2Qu’en est-il ? Mon propos va être de montrer que l’analyse des données est plus qu’un outil, c’est un programme, que c’est d’abord une manière de se plier à la réalité sociale qui ne fait que formaliser, régulariser des manières de voir qui relèvent d’une catégorisation « naturelle » (dans le même sens que la logique « naturelle »). Mais je voudrais montrer aussi que c’est également une exigence fondamentale, un souci de laisser parler les données pour ce qu’elles ont à nous dire, attitude qui est le reflet d’un exigence sociale de notre société.
1. L'ANALYSE DES DONNÉES, FORMALISATION D'UNE PRATIQUE SOCIALE
3L’analyse des données peut donner l’impression de mathématiser le social puisque elle fait appel pour visualiser de nombreux tableaux de nombres à une mathématique assez complexe. Mais il faut bien voir que l’outil de base est le tableau de contingence dont par exemple l’analyse factorielle nous donne une représentation graphique particulièrement parlante. La mathématique qui traduit un tableau croisé sous une forme graphique de plan factoriel est peut-être complexe mais le résultat obtenu n’est que la représentation de ce qu’il y a de pertinent dans le tableau c’est-à-dire les écarts à l’indépendance qui apparaîtront sous forme de conjonctions, quadratures ou oppositions entre les intitulés de ligne et de colonne du tableau à représenter.

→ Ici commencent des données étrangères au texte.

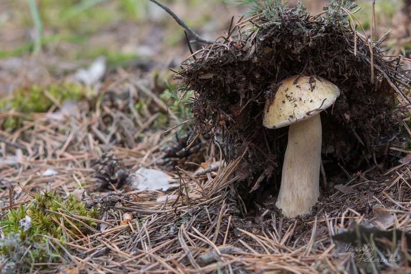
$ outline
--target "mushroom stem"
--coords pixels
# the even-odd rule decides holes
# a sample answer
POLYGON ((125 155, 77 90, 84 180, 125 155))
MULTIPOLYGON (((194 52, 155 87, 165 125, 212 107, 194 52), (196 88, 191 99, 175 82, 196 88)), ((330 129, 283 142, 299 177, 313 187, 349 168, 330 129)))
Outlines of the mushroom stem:
POLYGON ((319 115, 291 124, 281 187, 275 205, 288 217, 310 213, 320 195, 321 120, 319 115))

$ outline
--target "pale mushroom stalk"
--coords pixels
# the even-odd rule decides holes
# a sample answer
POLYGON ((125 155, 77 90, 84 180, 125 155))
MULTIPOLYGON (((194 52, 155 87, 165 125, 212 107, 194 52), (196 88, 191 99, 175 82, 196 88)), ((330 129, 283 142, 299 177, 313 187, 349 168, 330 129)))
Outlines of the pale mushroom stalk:
POLYGON ((321 161, 320 115, 291 124, 275 205, 289 217, 310 213, 320 195, 321 161))
POLYGON ((270 129, 290 125, 275 204, 289 217, 309 213, 320 195, 322 129, 319 114, 340 96, 338 88, 325 79, 317 76, 298 77, 293 76, 280 83, 272 102, 266 103, 263 118, 263 124, 270 129))

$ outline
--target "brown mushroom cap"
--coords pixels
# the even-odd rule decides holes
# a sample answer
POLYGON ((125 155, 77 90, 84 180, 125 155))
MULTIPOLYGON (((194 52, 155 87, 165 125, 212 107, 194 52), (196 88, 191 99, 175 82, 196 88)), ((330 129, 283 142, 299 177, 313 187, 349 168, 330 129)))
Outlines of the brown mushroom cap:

4Visualiser les écarts à l’indépendance n’est évidemment pas plus mathématiser le social que représenter les effectifs des différentes classes d’âge d’une population par un graphique de pyramide des âges : nous passons de la représentation chiffrée à la représentation graphique, d’une manière éventuellement complexe mais ce qui est au cœur de la démarche c’est le tableau croisé et non l’outil de sa représentation.

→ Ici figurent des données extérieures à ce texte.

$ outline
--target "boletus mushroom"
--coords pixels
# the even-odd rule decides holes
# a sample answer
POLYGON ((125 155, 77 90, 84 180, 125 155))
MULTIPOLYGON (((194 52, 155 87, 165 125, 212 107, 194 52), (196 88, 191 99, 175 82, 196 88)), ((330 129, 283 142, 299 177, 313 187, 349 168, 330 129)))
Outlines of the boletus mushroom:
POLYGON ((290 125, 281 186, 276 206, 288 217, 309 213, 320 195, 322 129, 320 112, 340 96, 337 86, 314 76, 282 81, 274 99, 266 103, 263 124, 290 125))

5S’il y a donc formalisation, c’est au niveau du tableau croisé qu’elle se situe mais elle ne fait que régulariser une pratique « naturelle » d’évaluation sociale que l’on peut appeler le « marquage » social. En effet dans notre société, il existe des activités qui sont marquées socialement : par exemple faire soi-même ses vêtements est une activité marquée comme féminine ; aller à la chasse est une activité marquée comme masculine, telle émission de télévision sera marquée comme populaire, telle autre comme intellectuelle.

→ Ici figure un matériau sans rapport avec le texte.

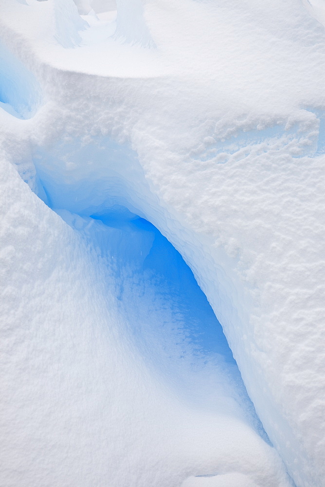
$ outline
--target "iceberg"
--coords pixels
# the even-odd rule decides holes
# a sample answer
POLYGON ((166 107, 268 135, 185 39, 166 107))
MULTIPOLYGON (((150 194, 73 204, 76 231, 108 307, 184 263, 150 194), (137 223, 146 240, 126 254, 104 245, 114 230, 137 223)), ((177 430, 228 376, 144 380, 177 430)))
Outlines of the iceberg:
POLYGON ((320 2, 2 0, 8 487, 322 487, 320 2))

6Le tableau croisé ne fait que formaliser ce marquage : par exemple sur les 505 personnes qui dans l’enquête sur les pratiques culturelles des français de 1989 disent faire eux-mêmes leurs vêtements, 6,5 % sont des hommes et 93,5 % sont des femmes. Cette simple distribution, très inégalitaire, suffit à formaliser le marquage social, mais en fait le reste du tableau croisé est sous-jacent et en particulier la répartition à peu près égalitaire en effectif des hommes et des femmes dans notre société. Pour pouvoir conclure, on a besoin du tableau croisé et de ses marges :
Homme | Femme | Total | |
Fait ses vêtements | 33 | 472 | 505 |
Non | 2 371 | 2 121 | 4 492 |
Total | 2 404 | 2 593 | 4 997 |
7La forte différence entre le pourcentage des femmes, 51,9 et le pourcentage de celles qui font leurs vêtements, 93,5 manifeste le fort écart à l’indépendance du tableau. Il y a une association bien marquée, socialement perceptible entre la ligne et la colonne ; le tableau ne fait que formaliser ce marquage social.
8Mais quand les choses ne sont pas aussi nettes, ce marquage social existe-t-il encore ? Par exemple prenons une activité comme le fait de jardiner : les hommes sont 47,8 % à jardiner et les femmes 52,2 %. La différence est ici trop faible pour que l’activité soit marquée : par contre si l’on distingue entre jardin potager et jardin d’agrément, les différences deviennent suffisamment fortes pour que l’on retrouve les marquages sociaux. Le jardin d’agrément est plutôt marqué féminin (fait par 56 % de femmes) avec la connotation fleurs, décoration, agrément, délicatesse alors que le jardin potager est plutôt marqué masculin (fait par 56 % d’hommes) avec la connotation travaux de force, travaux productifs, utilitaires.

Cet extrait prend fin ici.